The US-based Goldman Sachs has revised its GDP forecast for India by 10 basis points to 6.7 percent expecting a sustained growth momentum with additional fiscal space on account of a bumper dividend transfer from the central bank.
The global financial institution also expects the Reserve Bank of India to go for a rate cut in the October-December quarter as it forecast an uptick in core goods inflation due to a rise in manufacturing costs.
“Going forward, we expect investment growth momentum to sustain with extra fiscal space for infrastructure spending given a higher than expected dividend transfer by the RBI. As a result, we recently revised our growth forecasts for 2024 slightly higher by 10 bps to 6.7 percent,” Andrew Tilton, head of emerging markets economic research at Goldman Sachs said in a note co-authored with Santanu Sengupta and Arjun Varma.
“In India, growth momentum remains strong, and while we think core inflation will bottom out in April-June, we expect it to be around 4.0 - 4.5 percent in July-December,” Goldman Sachs said.
However, MPC members from the RBI have recently sounded cautious on sticky food inflation and may want to see monsoons progress and the summer crop sowing to assess the food inflation outlook in July-December, before pivoting towards monetary policy easing, the report said.

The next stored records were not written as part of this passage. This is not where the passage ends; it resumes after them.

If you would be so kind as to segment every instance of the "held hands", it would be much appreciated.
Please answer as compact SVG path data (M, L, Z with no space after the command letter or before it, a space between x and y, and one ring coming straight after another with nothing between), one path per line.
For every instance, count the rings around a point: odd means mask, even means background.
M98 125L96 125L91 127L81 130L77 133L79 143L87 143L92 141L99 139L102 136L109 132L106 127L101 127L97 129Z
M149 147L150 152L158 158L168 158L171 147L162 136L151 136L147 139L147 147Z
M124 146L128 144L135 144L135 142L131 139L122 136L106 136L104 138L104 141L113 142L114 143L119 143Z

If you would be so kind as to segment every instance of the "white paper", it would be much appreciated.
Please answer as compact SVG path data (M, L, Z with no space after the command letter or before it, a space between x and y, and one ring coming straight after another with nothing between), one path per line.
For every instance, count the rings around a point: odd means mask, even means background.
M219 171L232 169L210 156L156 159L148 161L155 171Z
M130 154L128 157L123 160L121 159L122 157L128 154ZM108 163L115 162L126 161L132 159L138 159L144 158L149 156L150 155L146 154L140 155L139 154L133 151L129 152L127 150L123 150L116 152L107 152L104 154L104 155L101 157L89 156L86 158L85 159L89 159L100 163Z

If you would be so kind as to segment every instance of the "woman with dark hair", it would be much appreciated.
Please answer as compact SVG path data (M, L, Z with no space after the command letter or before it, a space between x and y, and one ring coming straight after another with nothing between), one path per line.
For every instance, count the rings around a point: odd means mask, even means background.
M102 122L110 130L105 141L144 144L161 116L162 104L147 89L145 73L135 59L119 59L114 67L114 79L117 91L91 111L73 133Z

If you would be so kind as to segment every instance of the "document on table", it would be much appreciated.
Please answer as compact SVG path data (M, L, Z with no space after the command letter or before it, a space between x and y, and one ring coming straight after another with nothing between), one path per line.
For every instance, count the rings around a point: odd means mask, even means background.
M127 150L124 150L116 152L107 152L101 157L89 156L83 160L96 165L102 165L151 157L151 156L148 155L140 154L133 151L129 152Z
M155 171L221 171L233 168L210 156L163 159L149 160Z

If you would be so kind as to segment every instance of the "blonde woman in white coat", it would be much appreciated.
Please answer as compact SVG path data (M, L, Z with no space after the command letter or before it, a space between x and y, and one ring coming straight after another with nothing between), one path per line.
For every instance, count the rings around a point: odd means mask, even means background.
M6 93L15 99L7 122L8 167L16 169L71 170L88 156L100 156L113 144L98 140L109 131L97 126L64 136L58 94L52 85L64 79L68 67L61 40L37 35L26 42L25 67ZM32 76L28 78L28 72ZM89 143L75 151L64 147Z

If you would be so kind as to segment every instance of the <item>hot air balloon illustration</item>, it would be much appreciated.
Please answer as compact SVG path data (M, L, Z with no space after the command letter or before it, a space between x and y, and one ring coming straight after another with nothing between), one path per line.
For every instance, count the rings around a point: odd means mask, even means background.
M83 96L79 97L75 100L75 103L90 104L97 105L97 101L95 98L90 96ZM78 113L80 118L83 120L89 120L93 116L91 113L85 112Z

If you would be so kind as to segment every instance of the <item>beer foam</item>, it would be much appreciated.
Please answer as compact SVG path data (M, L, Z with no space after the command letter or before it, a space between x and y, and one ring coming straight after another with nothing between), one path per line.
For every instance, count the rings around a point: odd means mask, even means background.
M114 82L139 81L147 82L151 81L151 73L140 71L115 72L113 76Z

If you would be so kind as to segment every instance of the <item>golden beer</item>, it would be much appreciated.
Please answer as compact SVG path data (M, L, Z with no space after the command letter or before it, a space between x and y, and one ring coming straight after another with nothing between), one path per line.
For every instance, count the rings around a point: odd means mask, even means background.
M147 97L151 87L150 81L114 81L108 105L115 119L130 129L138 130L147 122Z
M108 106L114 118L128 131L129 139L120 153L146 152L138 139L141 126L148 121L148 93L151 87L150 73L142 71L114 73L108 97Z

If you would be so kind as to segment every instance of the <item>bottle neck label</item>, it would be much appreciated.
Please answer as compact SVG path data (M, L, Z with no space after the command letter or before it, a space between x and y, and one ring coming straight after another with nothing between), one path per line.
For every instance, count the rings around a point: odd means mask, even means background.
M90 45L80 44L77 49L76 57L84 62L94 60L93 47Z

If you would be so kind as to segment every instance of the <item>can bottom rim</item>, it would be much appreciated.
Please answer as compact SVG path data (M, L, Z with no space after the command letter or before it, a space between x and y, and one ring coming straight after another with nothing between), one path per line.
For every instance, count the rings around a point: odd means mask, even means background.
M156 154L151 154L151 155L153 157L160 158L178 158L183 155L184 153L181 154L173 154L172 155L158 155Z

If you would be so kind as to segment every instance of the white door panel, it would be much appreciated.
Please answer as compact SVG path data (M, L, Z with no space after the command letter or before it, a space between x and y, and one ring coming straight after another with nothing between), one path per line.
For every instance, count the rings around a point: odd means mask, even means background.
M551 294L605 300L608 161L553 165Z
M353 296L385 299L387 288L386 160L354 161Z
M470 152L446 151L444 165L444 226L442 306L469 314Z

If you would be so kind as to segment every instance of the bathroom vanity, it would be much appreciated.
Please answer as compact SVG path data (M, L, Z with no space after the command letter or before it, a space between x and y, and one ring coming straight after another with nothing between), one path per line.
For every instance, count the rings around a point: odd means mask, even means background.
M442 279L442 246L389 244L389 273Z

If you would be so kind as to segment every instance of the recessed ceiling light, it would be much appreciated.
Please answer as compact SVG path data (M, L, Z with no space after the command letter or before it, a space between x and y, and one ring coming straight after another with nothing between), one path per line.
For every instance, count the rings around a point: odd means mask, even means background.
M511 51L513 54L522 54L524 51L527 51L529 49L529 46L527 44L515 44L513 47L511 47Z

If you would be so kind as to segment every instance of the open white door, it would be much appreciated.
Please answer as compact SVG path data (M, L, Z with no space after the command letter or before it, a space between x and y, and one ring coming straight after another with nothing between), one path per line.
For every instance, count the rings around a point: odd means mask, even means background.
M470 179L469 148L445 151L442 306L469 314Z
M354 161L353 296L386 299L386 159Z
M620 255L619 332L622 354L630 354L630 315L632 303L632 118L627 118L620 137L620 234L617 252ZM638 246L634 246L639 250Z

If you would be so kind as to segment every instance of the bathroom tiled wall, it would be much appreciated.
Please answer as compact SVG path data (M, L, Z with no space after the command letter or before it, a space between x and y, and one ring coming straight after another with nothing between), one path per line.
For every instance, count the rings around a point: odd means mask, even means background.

“Taking into account these developments, we push our RBI rate cut call back by one quarter to October-December, with the first cut most likely in the December 2024 meeting. We continue to expect a shallow easing cycle of total 50 basis points (bps) rate cuts from the RBI, with 25 bps rate cuts each in October-December and January-March 2025,” it said.
US Federal Reserve
Goldman Sachs also expects two rate cuts by the US Federal Reserve, in September and December this year.
Our US economics team pushed back its forecast for the Fed’s first rate cut by one meeting to September (from July previously) but still expect two rate cuts in 2024, with the second cut in December, it said.
RBI forecast
Durable alignment of the inflation with a target of 4 percent may happen in the second half of the year, RBI’s latest monthly bulletin said on May 21. It further said that statistical base effects may help pull down the headline inflation in July and August, it is expected that September may see a reversal.
The monthly State of the Economy article includes Deputy Governor Michael Patra - one of the three RBI representatives on the Monetary Policy Committee (MPC) - as one of its co-authors. The views expressed in the article do not reflect the central bank's official stance.
The central bank has an inflation target of 4 percent, with a leeway of two percentage points on either side.
The bulletin said Food inflation (y-o-y) edged up to 7.9 percent in April from 7.7 percent in March. In terms of subgroups, inflation firmed up in cereals, meat and fish and fruits while eggs, milk, vegetables, pulses, sugar, spices, non-alcoholic beverages and prepared meals registered a moderation in inflation.